On the trying front I have surely got to get an 8/10 in the big cosmic billboard. Within reason I do take a lot of personal risk. Just right now, however, I feel a bit lame on the old recovery front but maybe that is because I am trying lots of new things all at once and so have a higher than habitual frequency rate of possible success or failure. Maybe it is the time frame of the recovery that is the measure of character and if so, how long or short is the term?
All of this existential angst is to enable me to put my finger on the 7/10 yesterday when I closed my otherwise very nice (lunch with Camilla who is always great fun, interesting, helpful and empathetic given that she helped set up and run Rude Health and so knows what it is like to start a business) but not particularly productive day with a meeting at Penguin with Helen. Now, Helen is a clever, personable young woman who is an editor at Penguin (she must be pretty senior because she is Stephen Green’s editor). She and I were introduced by a mutual contact who thought that we had over lapping areas of interest and could be of use to each other. That was kind of Sam and lovely for me to hear – it’s nice when people think I have something worthwhile to say or contribute to someone else, and if there is a chance of capitalising on that creativity, that’s great too. I did not really know what the meeting was about, though, or what the objective was. I have no idea how Helen was approaching the meeting but I got the sense that she was waiting for me to pitch a book. Which I was not. Which I may never do, given that I would rather put spoons in my eyes than sit at my desk and write for 8 hours a day which is what I assume you need to be able and willing to do if you are going to write a good book. So….I felt, once I got there, like a total idiot, actually. Yesssss, anticipating how I will feel in any given situation is not a skill I have managed to develop. Because I am a glass half full, sunshiny, happy chappy of a person I generally just think everything will be fine – why not? And maybe that is why I am brought low when it is not. Like now.
(Note to people with insomnia or jet lag: Learn to bake. That way you can do something productive while you are awake in the wee hours.)
Helen was kind, Helen was helpful, Helen was perfectly reasonable under the circumstances. Helen gave me top tips on where to find an agent, what kind of book to write, and what to expect from agents and publishers. Helen was even encouraging once she had got me to articulate what Virtuousbread.com stood for and was trying to achieve. However, I think she was also a bit mystified as regards why she was meeting me (yes, yes, that is her problem and her lesson, not mine) and why I did not have a book to pitch. Clearly her expectation was that she was there to receive a book pitch of sorts and was doing it in person as a favour to Sam (indication of her (Helen’s) kindness). So I feel like I wasted her time which, in turn, makes me feel stupid. I also feel like I wasted my time.

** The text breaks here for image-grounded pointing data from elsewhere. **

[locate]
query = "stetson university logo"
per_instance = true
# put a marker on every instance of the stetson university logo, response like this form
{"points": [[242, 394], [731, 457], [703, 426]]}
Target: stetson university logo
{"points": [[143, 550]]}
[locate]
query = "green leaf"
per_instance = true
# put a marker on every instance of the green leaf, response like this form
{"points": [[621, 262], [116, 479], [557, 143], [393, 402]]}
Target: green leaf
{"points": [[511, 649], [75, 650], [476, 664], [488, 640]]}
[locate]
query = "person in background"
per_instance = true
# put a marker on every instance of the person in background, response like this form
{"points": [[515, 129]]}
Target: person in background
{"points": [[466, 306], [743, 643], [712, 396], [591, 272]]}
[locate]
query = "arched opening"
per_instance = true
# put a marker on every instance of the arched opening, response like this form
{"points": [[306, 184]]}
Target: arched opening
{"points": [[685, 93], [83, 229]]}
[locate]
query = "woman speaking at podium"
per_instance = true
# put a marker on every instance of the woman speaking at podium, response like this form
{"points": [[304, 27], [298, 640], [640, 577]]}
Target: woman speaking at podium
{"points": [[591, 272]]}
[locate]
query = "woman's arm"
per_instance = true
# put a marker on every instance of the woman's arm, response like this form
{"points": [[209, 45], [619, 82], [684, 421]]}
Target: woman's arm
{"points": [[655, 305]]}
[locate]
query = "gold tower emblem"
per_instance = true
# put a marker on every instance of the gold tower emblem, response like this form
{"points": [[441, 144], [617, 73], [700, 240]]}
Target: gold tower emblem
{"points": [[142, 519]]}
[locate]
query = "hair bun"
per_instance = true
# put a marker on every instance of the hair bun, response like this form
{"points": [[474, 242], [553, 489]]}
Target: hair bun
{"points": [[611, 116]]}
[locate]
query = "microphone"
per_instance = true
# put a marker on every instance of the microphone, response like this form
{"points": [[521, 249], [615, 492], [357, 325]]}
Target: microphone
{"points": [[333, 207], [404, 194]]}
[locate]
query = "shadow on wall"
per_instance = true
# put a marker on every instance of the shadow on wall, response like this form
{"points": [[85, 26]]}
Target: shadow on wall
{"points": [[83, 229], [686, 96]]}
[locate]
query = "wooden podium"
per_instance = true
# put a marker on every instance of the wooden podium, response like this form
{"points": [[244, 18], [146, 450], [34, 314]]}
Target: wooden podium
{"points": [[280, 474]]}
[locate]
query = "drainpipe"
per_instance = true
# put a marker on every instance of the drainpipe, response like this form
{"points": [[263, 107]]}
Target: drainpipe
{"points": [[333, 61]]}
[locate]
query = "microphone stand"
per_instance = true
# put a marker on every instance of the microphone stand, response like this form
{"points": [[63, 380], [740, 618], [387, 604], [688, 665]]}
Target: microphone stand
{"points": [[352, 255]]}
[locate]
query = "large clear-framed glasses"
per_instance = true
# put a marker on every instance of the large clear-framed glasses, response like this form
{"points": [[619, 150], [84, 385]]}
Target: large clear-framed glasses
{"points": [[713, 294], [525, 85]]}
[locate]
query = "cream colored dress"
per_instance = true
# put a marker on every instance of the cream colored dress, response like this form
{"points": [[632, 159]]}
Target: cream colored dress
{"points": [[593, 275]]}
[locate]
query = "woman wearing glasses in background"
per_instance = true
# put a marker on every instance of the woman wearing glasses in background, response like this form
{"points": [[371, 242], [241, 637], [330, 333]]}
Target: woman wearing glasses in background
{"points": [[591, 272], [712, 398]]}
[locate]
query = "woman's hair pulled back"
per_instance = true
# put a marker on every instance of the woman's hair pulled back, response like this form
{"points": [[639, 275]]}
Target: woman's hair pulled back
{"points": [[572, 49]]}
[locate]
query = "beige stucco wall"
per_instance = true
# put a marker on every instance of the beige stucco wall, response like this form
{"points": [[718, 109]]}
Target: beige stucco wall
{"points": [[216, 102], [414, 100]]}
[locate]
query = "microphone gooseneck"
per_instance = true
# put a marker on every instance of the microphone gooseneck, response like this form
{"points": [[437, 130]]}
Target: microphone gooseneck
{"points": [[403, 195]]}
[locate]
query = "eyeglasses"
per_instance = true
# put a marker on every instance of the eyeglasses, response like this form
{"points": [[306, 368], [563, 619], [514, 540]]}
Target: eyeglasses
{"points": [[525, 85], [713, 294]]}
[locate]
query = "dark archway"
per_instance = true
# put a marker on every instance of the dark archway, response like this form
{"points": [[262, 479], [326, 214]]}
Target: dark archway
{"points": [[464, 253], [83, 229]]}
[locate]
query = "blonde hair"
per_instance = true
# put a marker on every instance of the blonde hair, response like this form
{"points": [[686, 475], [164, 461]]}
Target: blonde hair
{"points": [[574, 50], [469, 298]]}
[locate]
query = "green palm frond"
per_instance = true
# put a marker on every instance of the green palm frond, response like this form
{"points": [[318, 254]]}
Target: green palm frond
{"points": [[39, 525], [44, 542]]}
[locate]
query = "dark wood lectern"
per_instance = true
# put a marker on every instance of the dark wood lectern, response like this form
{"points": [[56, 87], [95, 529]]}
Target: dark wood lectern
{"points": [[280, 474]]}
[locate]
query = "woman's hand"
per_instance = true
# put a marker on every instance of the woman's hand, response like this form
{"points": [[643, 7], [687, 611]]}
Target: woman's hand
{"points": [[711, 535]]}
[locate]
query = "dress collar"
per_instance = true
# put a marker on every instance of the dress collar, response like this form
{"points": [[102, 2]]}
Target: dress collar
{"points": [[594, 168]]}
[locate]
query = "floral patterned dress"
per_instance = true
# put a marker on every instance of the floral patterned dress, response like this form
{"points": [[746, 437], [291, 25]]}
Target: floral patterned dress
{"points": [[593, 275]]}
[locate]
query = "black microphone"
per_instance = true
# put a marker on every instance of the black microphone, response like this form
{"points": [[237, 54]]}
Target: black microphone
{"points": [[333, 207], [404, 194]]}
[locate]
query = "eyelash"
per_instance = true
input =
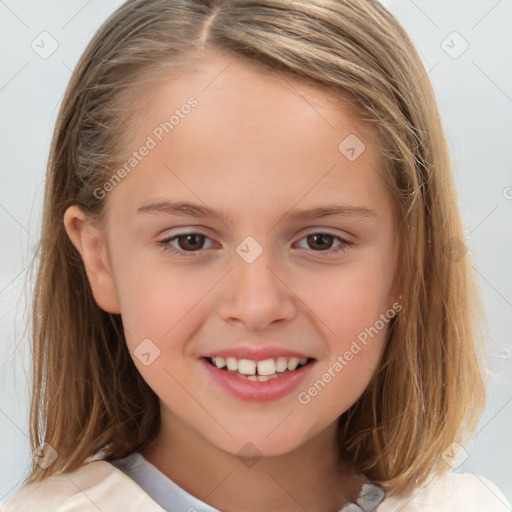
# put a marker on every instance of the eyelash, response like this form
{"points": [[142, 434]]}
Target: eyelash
{"points": [[164, 244]]}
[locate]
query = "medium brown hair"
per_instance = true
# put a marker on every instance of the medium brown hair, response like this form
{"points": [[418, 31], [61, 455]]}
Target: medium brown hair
{"points": [[427, 391]]}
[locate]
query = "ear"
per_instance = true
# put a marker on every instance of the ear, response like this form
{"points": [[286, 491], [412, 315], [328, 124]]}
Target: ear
{"points": [[90, 243]]}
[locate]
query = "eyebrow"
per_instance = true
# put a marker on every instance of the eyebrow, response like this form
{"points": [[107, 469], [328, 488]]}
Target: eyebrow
{"points": [[185, 208]]}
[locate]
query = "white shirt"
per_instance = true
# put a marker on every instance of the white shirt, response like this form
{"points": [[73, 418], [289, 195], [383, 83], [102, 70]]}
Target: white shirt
{"points": [[99, 485]]}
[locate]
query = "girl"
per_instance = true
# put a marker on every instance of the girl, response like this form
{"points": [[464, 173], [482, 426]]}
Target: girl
{"points": [[255, 369]]}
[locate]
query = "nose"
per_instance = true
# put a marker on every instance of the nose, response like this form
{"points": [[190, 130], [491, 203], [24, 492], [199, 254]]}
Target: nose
{"points": [[255, 295]]}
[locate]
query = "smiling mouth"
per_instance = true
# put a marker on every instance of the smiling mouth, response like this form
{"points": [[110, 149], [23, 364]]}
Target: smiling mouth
{"points": [[261, 371]]}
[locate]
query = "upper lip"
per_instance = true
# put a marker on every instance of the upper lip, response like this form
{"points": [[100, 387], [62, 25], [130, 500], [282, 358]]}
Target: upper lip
{"points": [[255, 353]]}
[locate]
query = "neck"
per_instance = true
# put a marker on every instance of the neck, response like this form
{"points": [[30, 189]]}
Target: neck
{"points": [[311, 477]]}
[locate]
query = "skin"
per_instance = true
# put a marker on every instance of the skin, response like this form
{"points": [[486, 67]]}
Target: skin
{"points": [[256, 146]]}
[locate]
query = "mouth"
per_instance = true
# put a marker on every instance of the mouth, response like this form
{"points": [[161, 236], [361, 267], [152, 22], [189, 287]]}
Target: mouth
{"points": [[260, 371]]}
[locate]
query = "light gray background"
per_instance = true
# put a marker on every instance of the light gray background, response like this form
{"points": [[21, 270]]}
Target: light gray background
{"points": [[474, 92]]}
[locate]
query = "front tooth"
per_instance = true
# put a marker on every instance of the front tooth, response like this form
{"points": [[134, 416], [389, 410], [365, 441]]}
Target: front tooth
{"points": [[281, 364], [247, 367], [293, 363], [232, 364], [266, 367], [219, 362]]}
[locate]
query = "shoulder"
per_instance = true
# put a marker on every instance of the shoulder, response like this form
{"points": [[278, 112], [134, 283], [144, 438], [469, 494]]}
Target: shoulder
{"points": [[451, 492], [96, 485]]}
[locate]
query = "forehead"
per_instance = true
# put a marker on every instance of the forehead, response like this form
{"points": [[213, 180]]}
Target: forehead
{"points": [[252, 132]]}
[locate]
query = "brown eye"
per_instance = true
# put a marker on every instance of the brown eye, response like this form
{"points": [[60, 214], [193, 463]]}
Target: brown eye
{"points": [[185, 244], [320, 241], [190, 242]]}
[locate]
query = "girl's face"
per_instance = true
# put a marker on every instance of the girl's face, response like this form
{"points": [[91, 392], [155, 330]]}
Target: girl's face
{"points": [[256, 269]]}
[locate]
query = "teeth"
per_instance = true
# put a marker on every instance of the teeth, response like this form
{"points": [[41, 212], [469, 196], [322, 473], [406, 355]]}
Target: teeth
{"points": [[219, 362], [266, 367], [259, 370], [247, 367], [232, 364], [293, 363], [281, 364]]}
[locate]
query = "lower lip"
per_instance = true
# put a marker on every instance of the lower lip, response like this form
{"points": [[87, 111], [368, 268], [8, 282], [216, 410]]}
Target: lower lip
{"points": [[257, 391]]}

I am running a business. That is what I am doing and I am good at it. Professionally, at the moment, I am a baker, a writer, and a social entrepreneur. Any writing that I do is part of building the business, it is not the business itself. I need to run the business and I need to remind myself that I am good at it and that the business has received only support and success. In the attempt to commercialise the creativity inherent in the business beyond the bread, it is tempting for me to define creativity too narrowly: write a book, perform in a play, compose a symphony, make a movie, sing an aria. The logic it this: creativity is about making something and if I am not making something I am not being creative. Isn’t it also, though, about coming up with the idea to have something made? And isn’t building a business making something?
Virtuousbread.com will move the needle on the white sliced bread market by showing people how much nicer, more fun, more satisfying and more tasty bread is when it is not full of unnecessary ingredients, is made in a way that does not give you tummy ache, does not have the consistency of a sponge and does not come sliced in a plastic bag. Virtuousbread.com will be part of creating a society that is full of people who are making different choices and whose choices lead them to be healthier, kinder to each other, and kinder to the planet. Virtuousbread.com will change the world. I could sit down for eight hours a day and write a book about this. Alternatively, I could just get on and do it and, once it is done, I might have something to write about.
Rabbit holes. Stop falling down them. Note to self.